All very interesting indeed and there is room to start a new chat about what a square wave or frequency response shows, versus what it feels like as a perception. In my experience there is no correlation.
It’s not just “
room to start a new chat”, it would need to be pretty huge room because what you’re actually talking about is effectively not only an entire branch of science (“Psychoacoustics”) but several sub-branches, for example the field of “Cognitive Neuroscience of Music”. Your experience is incorrect, or rather massively incomplete/naive. There is in fact a correlation although it’s not linear and requires research to identify exactly what the correlation is, actually it required/requires a great deal of research because the correlation varies depending on which aspect of physical sound properties and what category of perception you‘re talking about, for example; frequency vs pitch perception, amplitude vs loudness perception, ILD vs the perception of soundstage/localisation and numerous others. You’re not going to pick up and understand all this from “your experience” because the history of Psychoacoustics goes back to Pythagoras, includes Da Vinci, Galileo, numerous other great minds and many tens of thousands of researchers going back over a century. Helmholtz did a lot of pioneering work in the mid 1800’s and can arguably be called the inventor of modern Psychoacoustics although in the late 1800’s it was Lord Rayleigh who discovered most of the fundamental basics in the field. AT&T/Bell Labs also deserve a mention, they had an entire department dedicated to acoustic/psychoacoustic research from around 1910 and Harvey Fletcher, the director of this department for over 30 years, arguably contributed more to the field than any other. You need to realise that Psychoacoustics isn’t just some obscure scientific field dependent on a few contributing scientists, it’s a big field which has had (and continues to have) a great deal of resources throw at it because it’s not solely concerned with explaining to audiophiles what they think they’re hearing, it’s literally a matter of life and death, it has national security implications, health and safety applications, military applications, telecoms and other huge international commercial applications. Currently, multi-billion dollar companies such as Apple, Google, Dolby and others are funding a great deal of psychoacoustic research (due to applications in VR, etc.), in addition to the ongoing psychoacoustic research by the ITU, AES, EBU and other national and international bodies.

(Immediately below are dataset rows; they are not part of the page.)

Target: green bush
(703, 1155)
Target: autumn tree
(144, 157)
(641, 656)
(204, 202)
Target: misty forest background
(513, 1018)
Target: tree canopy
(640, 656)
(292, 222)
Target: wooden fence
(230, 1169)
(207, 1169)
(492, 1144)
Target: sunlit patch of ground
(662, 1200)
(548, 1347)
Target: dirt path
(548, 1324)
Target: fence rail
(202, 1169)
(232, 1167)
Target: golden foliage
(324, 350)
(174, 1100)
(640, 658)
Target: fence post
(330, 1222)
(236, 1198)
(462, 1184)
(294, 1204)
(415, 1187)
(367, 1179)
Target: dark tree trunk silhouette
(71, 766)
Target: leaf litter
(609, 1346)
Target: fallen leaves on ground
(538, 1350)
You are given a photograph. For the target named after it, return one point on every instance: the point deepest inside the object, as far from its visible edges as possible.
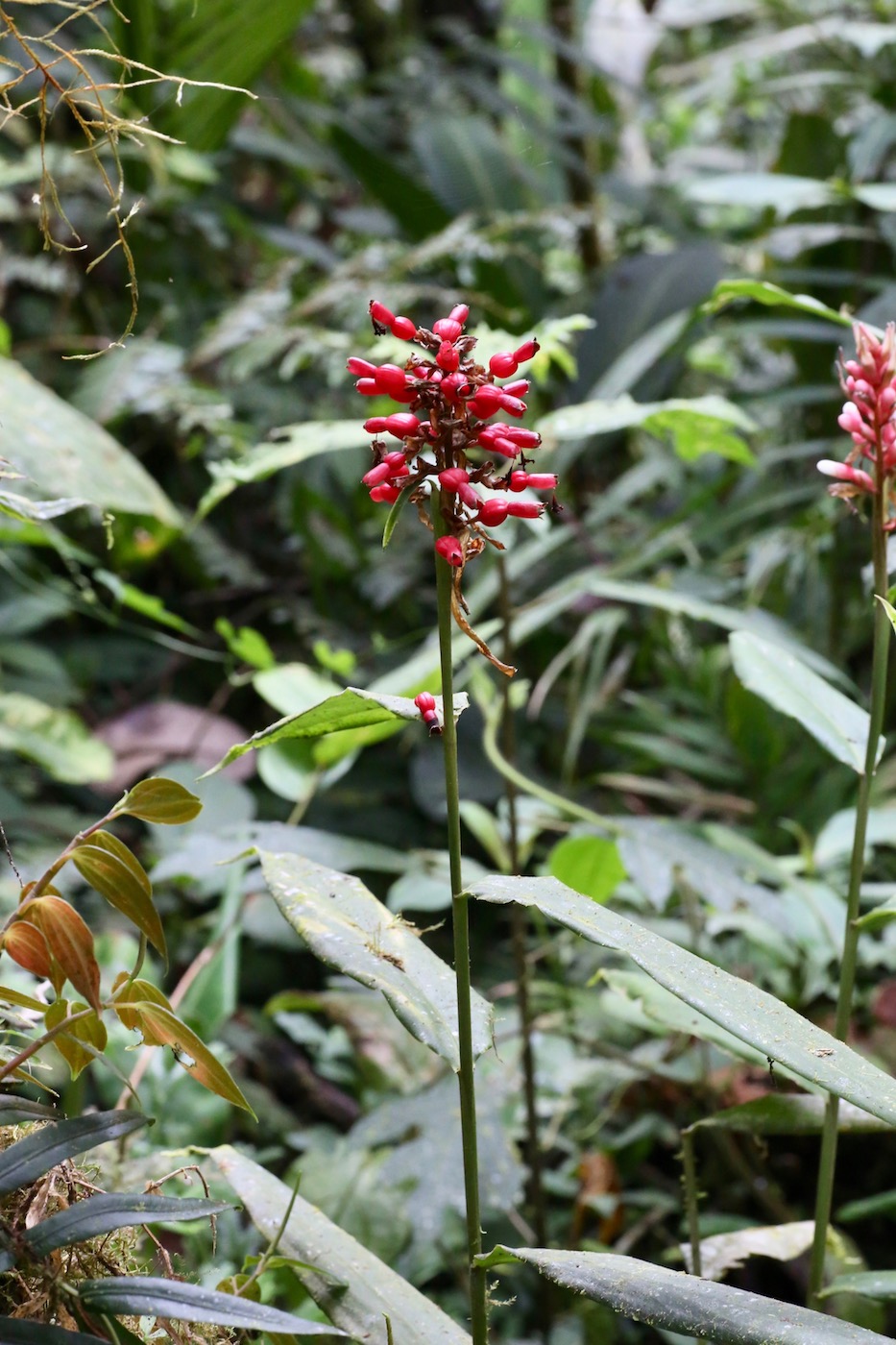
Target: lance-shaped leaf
(747, 1012)
(147, 1295)
(70, 943)
(29, 948)
(190, 1052)
(671, 1301)
(784, 681)
(111, 869)
(34, 1156)
(78, 1036)
(350, 930)
(351, 709)
(100, 1214)
(163, 802)
(352, 1286)
(15, 1332)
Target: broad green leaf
(778, 676)
(295, 444)
(871, 1284)
(351, 709)
(355, 1288)
(64, 453)
(725, 1251)
(190, 1052)
(160, 800)
(587, 864)
(89, 1031)
(673, 1301)
(741, 1008)
(350, 930)
(788, 1113)
(34, 1156)
(57, 740)
(606, 417)
(109, 867)
(16, 1332)
(98, 1214)
(763, 292)
(148, 1295)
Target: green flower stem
(460, 920)
(828, 1160)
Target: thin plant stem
(460, 920)
(883, 635)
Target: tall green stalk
(883, 635)
(460, 920)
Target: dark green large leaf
(351, 931)
(355, 1288)
(34, 1156)
(148, 1295)
(739, 1006)
(673, 1301)
(64, 453)
(101, 1213)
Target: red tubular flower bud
(452, 477)
(447, 329)
(513, 405)
(361, 367)
(526, 352)
(492, 513)
(536, 480)
(390, 379)
(381, 315)
(385, 494)
(520, 436)
(451, 550)
(376, 475)
(402, 424)
(448, 356)
(486, 401)
(503, 365)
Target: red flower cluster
(869, 380)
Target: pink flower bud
(447, 329)
(448, 356)
(526, 352)
(381, 316)
(376, 475)
(512, 405)
(492, 513)
(503, 365)
(390, 379)
(452, 477)
(536, 480)
(361, 367)
(844, 473)
(451, 550)
(402, 329)
(385, 494)
(486, 401)
(402, 424)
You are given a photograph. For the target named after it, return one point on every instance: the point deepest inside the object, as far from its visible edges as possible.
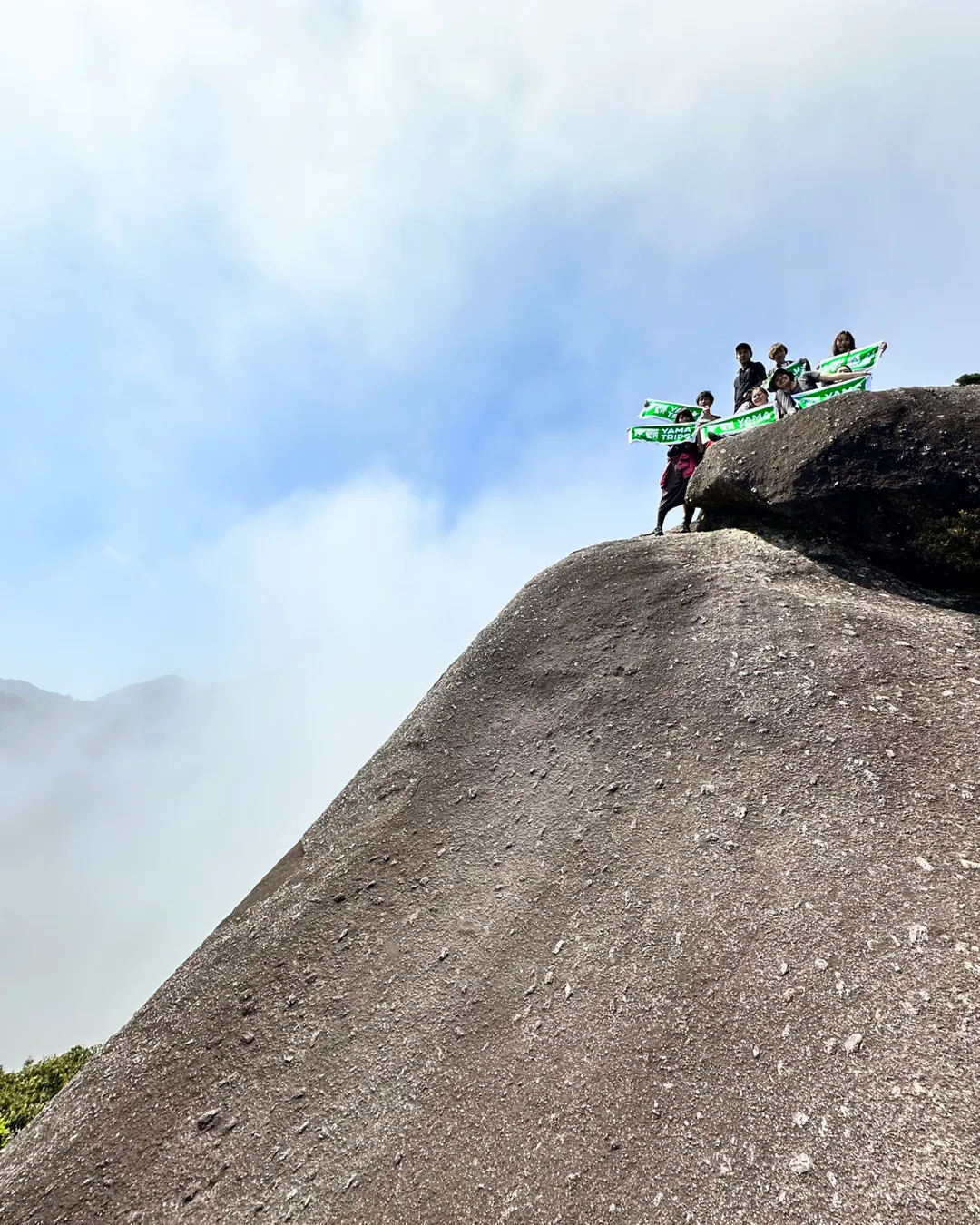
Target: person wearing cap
(750, 374)
(704, 401)
(681, 461)
(778, 357)
(784, 385)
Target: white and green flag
(667, 408)
(662, 433)
(857, 360)
(808, 398)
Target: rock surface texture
(664, 906)
(893, 475)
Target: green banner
(667, 408)
(858, 359)
(808, 398)
(762, 416)
(662, 433)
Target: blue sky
(325, 320)
(258, 250)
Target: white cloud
(356, 150)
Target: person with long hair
(843, 343)
(681, 461)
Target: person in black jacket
(750, 374)
(681, 461)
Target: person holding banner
(704, 402)
(844, 343)
(749, 377)
(760, 397)
(681, 461)
(778, 357)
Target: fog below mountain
(129, 827)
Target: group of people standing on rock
(753, 384)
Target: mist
(129, 827)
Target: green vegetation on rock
(24, 1094)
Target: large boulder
(664, 906)
(893, 475)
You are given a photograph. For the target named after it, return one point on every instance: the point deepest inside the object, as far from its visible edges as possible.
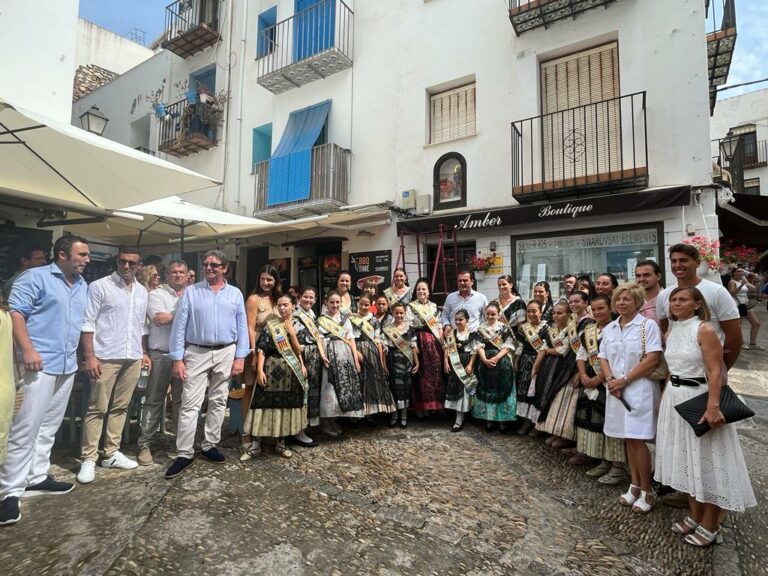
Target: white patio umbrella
(56, 164)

Same graphs - identical ends at the smallest fractions of db/- and different listening. (Imo, of course).
That’s because you don’t understand either graphs or Psychoacoustics! A graph typically tells us the measurement of a single physical attribute, say an analogue or acoustic property. Sound does not have a single acoustic attribute and we do not perceive/hear a single acoustic attribute, therefore a graph of a single attribute is obviously never going to tell us everything and two identical graphs of the same attribute from two different pieces of kit does not indicate they sound the same. Maybe I’ve just been in the business for so long that I can’t see how all this isn’t obviously self evident? We see exactly the same thing in other product types, for example; if a car has a 0-100kph of say 7 seconds and another make of car has a near identical 0-100kph acceleration time (or even a near identical acceleration graph), do you really expect to feel no difference between the two cars? Obviously a car’s performance is dictated by many attributes; handling, braking, gears, aerodynamics etc., not just the 0-100kph acceleration time/graph. And, what you feel about the performance is dictated by even more attributes, say the seating position, seat comfort, suspension, instrumentation, control ergonomics, steering feedback, etc. Isn’t that self-evident to anyone with driving experience? If a graph or measurement indicates no difference but you feel a difference, either you’re imagining a difference where there isn’t one or you’re looking at a measurement/graph of the wrong thing.

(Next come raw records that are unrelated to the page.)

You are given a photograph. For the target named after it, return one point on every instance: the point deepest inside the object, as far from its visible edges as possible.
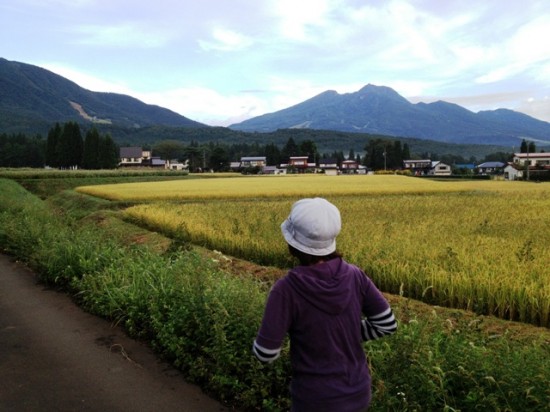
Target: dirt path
(55, 357)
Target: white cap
(312, 226)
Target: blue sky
(222, 61)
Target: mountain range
(381, 110)
(36, 97)
(32, 99)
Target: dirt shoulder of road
(57, 357)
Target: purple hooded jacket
(322, 308)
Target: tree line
(64, 148)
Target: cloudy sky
(222, 61)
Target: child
(321, 303)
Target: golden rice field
(477, 245)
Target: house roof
(157, 161)
(252, 158)
(491, 165)
(532, 155)
(133, 151)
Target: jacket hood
(324, 285)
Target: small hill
(381, 110)
(33, 98)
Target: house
(235, 166)
(349, 166)
(463, 168)
(329, 166)
(300, 163)
(273, 170)
(134, 156)
(253, 161)
(439, 169)
(490, 168)
(513, 171)
(533, 159)
(418, 167)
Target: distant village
(524, 166)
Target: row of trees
(65, 148)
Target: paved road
(55, 357)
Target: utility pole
(528, 162)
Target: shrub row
(204, 320)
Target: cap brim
(292, 241)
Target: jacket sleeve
(379, 320)
(274, 327)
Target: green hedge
(204, 320)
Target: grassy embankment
(197, 313)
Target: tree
(108, 152)
(406, 151)
(193, 155)
(309, 148)
(52, 155)
(289, 149)
(272, 154)
(523, 148)
(169, 149)
(70, 146)
(91, 156)
(219, 159)
(376, 153)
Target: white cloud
(121, 36)
(226, 40)
(85, 80)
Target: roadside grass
(191, 307)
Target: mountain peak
(381, 110)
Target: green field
(479, 246)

And so, we return to the starting point on the value of subjective perception. I stop here.
No one is doubting the value of subjective perception, me least of all, because the audio content you’re reproducing is almost entirely based on subjective perception, the subjective perception of the musicians, engineers and producer who created it. However, cables, amps, DACs etc., do not have any subjective perception and should obviously not attempt to apply any. Personally, I want to hear the subjective perception/choices of the musicians and engineers, not those applied by say an Amp.
But, I repeat, I am confident that the Christmas test will propose the same conclusions as the original test. The young daughter (to whom nothing should be said other than that she is playing with her father) will feel the same things. 10 times out of 10 or even 20 times out of twenty. And this while respecting all possible test procedures.
That’s possible but unlikely. It would be possible if the new test is as flawed as the original test for example. Even if she does “feel the same things“ and is able to identify that, acceptable test procedures would not have been respected if the conclusion is the same, that it‘s due to silver plate vs copper.